Meet the WTS Board - Jim Coulson, and Anobium

The Wood Technology Society
,
7 Aug 2019

“Learn something of interest about your WTS Board Members, plus a favourite snippet of wood science.”

Jim Coulson – a long standing Board member of the Wood Technology Society and former President of the Institute of Wood Science - was asked why he sets the monthly Materials World Crossword under the pseudonym of “Anobium”.

The short answer is that most Crossword Setters publish their work under a pseudonym: and Jim wanted to use one which seemed appropriate to his work as a consultant Wood Scientist and a WTS Board Member - Anobium.

The longer answer is that, Anobium,  is actually the Genus of a group of wood-eating insects: the most well-known of which in the UK is Anobium punctatum – aka the “woodworm” (more properly, the Common Furniture Beetle).  As larvae, they bore into wood and use the wood as a source of food.  Anobium attacks the sapwood of both deciduous and coniferous woods.  Although damage by Anobium is often associated with older drier timbers, attack may also originate in freshly seasoned wood.  The life cycle from egg to insect is usually three or more years, and therefore infestation may pass unnoticed until a number of generations have emerged.

On pupation the adults then break through the surface of the wood, creating very fine “saw dust like” deposits.  This is normally the first sign of evidence of Anobium.  By the way, treatment against Anobium is readily available at good DIY stores or via specialist treatment companies.

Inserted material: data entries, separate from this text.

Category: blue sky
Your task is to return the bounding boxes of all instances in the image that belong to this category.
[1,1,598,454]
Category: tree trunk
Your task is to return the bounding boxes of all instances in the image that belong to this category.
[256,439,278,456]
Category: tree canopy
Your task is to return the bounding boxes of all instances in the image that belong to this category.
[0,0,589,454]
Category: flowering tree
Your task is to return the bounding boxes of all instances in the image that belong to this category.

So, Anobium is not unlike a crossword setter, with the answer to the clue well and truly hidden, though eventually the answer can be seen!

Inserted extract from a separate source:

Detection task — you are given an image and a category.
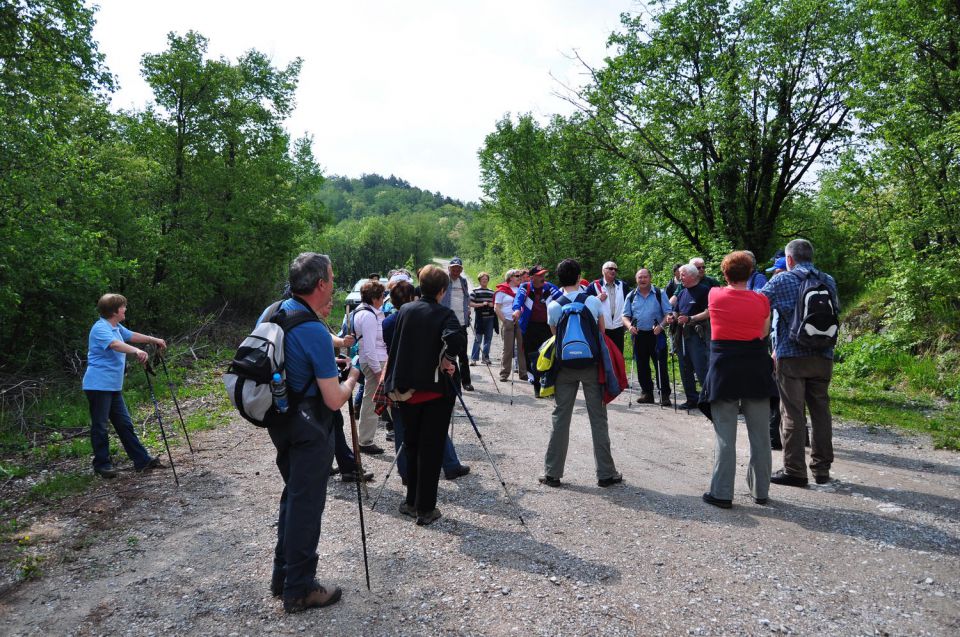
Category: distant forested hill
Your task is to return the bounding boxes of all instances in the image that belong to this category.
[308,174,477,286]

(Adult insect "Anobium."  Image courtesy of J Creffield.)

Jim is no newcomer to crosswords: he has been setting high-level (ie, “difficult”) puzzles for more than 40 years: primarily in the Times Listener series (which originally started in the BBC magazine The Listener: and after that folded in the 1990’s, the “Listener Crossword” was re-homed in the Times, where it can be seen – and maybe attempted – every Saturday).  Jim’s pseudonym which he adopted for his Listener puzzles is “Jago” – and this follows the “Spanish Inquisition” tradition, begun by the early masters of the Thematic Puzzle, such as Torquemada and Ximenes. The Christian name Jago (or “Diego” in the alternative Spanish dialect) was the name of another Cardinal of the Inquisition, Diego Deza: whose name has been reincarnated – but in reverse – as “Azed” of the Observer.

Jim also sets other “Thematic”-type puzzles for the Sunday Telegraph’s “Enigmatic Variations” series (as X-Type), as well as setting occasional weekday puzzles – anonymously – in the Daily Telegraph.

As it happens, “Anobium” has another, scientific, connection with the WTS – or rather, its predecessor, the Institute of Wood Science – in that a Past President of the IWSc, Jean Taylor, published a learned research article about the prevention of Anobium attack in Birch plywood, in 1968, when she worked as a wood scientist at the then Forest Products Research Laboratory.

Jean Taylor was the only woman to become President of the Institute of Wood Science: but quite soon, the Wood Technology Society will be getting its first female Chair, Morwenna Spear, (also a wood scientist), of Bangor University: who will take up Office in 2022.

A radiograph of Jean's, dating from 1968, showing Anobium after 18 months.